La crisi attuale può essere l’occasione per riformare il sistema fiscale e, più in generale, il rapporto tra contribuente e erario, da sempre complesso e conflittuale.

L’apertura del Governo in tal senso, annunciata dalla Castelli, arriva all’indomani della presa d’atto che la fatturazione elettronica non è riuscita a far emergere il sommerso che ci si aspettava. In altre parole, la strada presa ormai da qualche anno dal fisco per far emergere il “nero” non ha portato i risultati sperati, probabilmente perché in Italia la pressione fiscale è talmente alta e gli adempimenti ad essa collegati talmente complessi da essere insostenibili per un mondo dove il negoziante di quartiere si trova a dover competere tutti i giorni con multinazionali che nel nostro paese di tasse ne pagano poco o nulla.

La proposta del G.O.I.A. di una “tassa unica” si basa pertanto su tre pilastri:

  1. semplificazione normativa (poche regole e chiare)
  2. riduzione del contenzioso fiscale (costi certi per chi fa impresa)
  3. riduzione del carico fiscale e contributivo complessivo.

E avrebbe queste caratteristiche:

  • accesso facoltativo al regime
  • no obbligo registrazione corrispettivi/esclusione dalla c.d. “lotteria degli scontrini”
  • possibilità di versamenti trimestrali
  • definizione della tassa da pagare in base a caratteristiche/parametri/rischio d’impresa.

La tassa unica era già stata una delle richieste oggetto della manifestazione del G.O.I.A. del 22 gennaio scorso.

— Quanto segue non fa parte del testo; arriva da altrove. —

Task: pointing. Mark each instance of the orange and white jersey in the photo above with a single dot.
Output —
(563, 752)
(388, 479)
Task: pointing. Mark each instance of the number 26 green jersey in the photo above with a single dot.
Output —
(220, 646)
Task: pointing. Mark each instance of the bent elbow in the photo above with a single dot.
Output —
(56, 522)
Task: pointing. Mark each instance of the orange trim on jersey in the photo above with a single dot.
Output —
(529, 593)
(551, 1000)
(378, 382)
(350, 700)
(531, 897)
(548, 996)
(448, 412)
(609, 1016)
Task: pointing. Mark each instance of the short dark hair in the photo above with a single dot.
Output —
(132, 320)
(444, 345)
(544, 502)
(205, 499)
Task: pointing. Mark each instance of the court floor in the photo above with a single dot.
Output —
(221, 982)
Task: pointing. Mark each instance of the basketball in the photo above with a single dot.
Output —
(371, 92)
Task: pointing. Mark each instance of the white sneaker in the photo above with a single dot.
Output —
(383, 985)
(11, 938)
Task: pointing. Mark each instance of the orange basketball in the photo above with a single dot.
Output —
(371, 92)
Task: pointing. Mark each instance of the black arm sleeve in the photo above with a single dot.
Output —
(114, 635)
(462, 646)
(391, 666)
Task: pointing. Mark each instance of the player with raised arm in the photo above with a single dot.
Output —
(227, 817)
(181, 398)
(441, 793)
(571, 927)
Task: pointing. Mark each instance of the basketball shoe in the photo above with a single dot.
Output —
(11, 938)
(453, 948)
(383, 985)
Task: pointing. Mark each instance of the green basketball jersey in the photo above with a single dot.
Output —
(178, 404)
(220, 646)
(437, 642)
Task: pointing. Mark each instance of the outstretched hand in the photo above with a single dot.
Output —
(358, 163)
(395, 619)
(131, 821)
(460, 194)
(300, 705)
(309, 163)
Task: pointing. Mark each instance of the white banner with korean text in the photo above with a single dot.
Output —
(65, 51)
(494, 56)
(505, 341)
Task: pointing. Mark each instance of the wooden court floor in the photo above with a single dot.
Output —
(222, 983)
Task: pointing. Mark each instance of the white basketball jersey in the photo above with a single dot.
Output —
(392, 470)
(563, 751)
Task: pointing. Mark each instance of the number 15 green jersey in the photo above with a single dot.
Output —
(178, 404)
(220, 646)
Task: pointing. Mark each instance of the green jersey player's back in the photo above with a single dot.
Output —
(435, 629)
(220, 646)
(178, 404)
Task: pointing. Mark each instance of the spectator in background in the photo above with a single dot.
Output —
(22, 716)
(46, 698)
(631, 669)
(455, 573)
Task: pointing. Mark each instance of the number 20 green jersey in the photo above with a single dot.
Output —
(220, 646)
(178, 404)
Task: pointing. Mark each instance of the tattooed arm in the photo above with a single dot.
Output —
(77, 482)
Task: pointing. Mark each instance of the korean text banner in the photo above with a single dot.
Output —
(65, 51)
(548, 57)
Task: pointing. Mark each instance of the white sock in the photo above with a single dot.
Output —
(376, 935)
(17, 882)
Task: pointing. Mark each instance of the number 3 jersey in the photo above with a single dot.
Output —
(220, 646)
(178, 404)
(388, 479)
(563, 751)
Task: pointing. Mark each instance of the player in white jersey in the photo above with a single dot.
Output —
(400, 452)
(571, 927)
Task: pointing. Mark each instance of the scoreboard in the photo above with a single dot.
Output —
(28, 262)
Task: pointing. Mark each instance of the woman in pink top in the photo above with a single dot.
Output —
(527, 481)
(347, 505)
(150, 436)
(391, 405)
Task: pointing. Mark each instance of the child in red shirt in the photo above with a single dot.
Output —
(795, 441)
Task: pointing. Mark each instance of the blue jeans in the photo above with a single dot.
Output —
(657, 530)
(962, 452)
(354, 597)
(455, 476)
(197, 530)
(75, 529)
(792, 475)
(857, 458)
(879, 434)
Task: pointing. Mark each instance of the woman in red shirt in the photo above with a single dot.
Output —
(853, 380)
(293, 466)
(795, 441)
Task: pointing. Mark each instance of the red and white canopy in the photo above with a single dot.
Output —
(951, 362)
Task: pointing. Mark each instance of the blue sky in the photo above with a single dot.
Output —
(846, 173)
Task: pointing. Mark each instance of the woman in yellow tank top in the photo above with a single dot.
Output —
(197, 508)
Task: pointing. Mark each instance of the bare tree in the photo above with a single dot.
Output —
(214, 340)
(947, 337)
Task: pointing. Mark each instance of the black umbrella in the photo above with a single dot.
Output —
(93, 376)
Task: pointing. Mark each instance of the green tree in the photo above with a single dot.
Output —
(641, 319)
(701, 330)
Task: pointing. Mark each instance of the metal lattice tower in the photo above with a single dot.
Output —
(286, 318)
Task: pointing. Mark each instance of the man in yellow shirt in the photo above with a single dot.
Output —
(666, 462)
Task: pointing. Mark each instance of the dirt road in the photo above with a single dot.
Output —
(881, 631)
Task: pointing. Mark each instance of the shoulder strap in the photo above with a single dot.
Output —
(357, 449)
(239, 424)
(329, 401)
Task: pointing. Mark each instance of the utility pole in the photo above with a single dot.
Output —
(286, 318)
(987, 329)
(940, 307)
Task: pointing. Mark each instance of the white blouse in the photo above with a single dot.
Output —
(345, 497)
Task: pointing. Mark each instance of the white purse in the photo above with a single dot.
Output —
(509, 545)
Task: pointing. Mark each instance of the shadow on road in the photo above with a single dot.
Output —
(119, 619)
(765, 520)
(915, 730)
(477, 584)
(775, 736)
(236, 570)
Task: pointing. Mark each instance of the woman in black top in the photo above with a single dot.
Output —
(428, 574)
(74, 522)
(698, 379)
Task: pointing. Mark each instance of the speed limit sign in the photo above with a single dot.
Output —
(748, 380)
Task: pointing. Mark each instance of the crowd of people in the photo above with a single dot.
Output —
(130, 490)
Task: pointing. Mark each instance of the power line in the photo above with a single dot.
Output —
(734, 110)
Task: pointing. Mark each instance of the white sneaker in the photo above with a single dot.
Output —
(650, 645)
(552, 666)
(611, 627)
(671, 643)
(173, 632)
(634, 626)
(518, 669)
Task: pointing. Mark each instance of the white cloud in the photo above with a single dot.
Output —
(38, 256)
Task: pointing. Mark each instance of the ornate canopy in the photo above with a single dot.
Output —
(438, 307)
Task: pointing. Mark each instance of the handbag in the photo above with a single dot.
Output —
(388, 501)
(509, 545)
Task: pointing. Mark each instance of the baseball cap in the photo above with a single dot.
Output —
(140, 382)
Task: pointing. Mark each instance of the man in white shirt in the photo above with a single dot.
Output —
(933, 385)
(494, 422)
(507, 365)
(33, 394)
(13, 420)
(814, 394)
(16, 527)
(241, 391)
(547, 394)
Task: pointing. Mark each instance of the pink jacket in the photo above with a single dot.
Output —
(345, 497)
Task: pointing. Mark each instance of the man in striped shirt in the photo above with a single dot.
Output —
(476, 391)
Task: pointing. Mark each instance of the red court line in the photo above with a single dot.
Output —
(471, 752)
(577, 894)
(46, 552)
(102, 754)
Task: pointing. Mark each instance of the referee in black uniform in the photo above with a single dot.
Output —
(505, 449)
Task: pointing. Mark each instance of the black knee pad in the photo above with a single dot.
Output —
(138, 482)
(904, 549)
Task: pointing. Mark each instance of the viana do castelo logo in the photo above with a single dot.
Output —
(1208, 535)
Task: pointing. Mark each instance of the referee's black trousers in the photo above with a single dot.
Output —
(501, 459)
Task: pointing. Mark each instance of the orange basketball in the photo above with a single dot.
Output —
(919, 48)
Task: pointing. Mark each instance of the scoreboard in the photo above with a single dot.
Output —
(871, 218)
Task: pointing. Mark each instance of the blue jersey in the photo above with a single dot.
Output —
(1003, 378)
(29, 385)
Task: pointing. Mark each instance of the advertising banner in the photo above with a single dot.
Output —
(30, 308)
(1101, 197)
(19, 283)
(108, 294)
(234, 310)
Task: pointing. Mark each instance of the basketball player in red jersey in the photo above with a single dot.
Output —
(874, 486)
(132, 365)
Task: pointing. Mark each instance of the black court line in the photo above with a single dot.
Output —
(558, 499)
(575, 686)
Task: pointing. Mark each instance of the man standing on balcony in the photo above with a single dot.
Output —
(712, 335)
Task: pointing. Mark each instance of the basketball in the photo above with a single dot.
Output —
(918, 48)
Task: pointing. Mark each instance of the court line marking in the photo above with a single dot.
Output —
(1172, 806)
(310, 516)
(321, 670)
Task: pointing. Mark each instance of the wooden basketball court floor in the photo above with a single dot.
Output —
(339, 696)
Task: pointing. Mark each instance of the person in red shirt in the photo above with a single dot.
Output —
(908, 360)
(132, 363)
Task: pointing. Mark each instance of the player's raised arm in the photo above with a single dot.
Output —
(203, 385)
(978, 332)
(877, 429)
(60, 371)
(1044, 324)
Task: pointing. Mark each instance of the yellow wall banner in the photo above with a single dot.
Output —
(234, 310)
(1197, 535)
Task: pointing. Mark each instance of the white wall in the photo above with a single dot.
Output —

All’appello avevano risposto politici di ogni schieramento, tra cui spicca il Presidente del Veneto Zaia.

Perché lo Stato dovrebbe accettare di ridurre volontariamente le sue entrate?

Essenzialmente per due motivi:

  1. l’Agenzia delle Entrate e la Guardia di Finanza impiegano complessivamente quasi 100mila persone, che con mezzi e strutture annessi, rappresentano un costo enorme per il bilancio dello Stato. Semplificare il sistema tributario dei piccoli permetterebbe di impiegare in modo più intelligente queste risorse (tipo verso le grandi frodi internazionali e non nella “caccia allo scontrino”)
  2. Un fisco più semplice ed equo renderebbe le imprese nazionali più competitive verso le grandi realtà multinazionali: le ricadute a beneficio di tutti sono scontate.

E i commercialisti?

Certamente il lavoro del commercialista ne risulterebbe notevolmente semplificato, con costi minori per gli stessi ma anche per i loro clienti. C’è però da dire che questi professionisti potranno così dedicare più tempo a fare consulenza ai propri clienti non solo più per gestire i (non più) complessi rapporti col fisco ma per far crescere e prosperare le imprese da loro seguite.

Del resto sono finiti i tempi in cui il lavoro era sempre uguale per decenni e le attività professionali erano limitate all’aspetto burocratico delle aziende. Oggi i bisogni di aziende e partite iva sono cambiati e una notevole semplificazione del sistema fiscale può portare il mondo di imprese e professionisti a spostare risorse ora dedicate alla “sopravvivenza” a ciò che nel nostro paese sembra ormai un miraggio: lo sviluppo economico.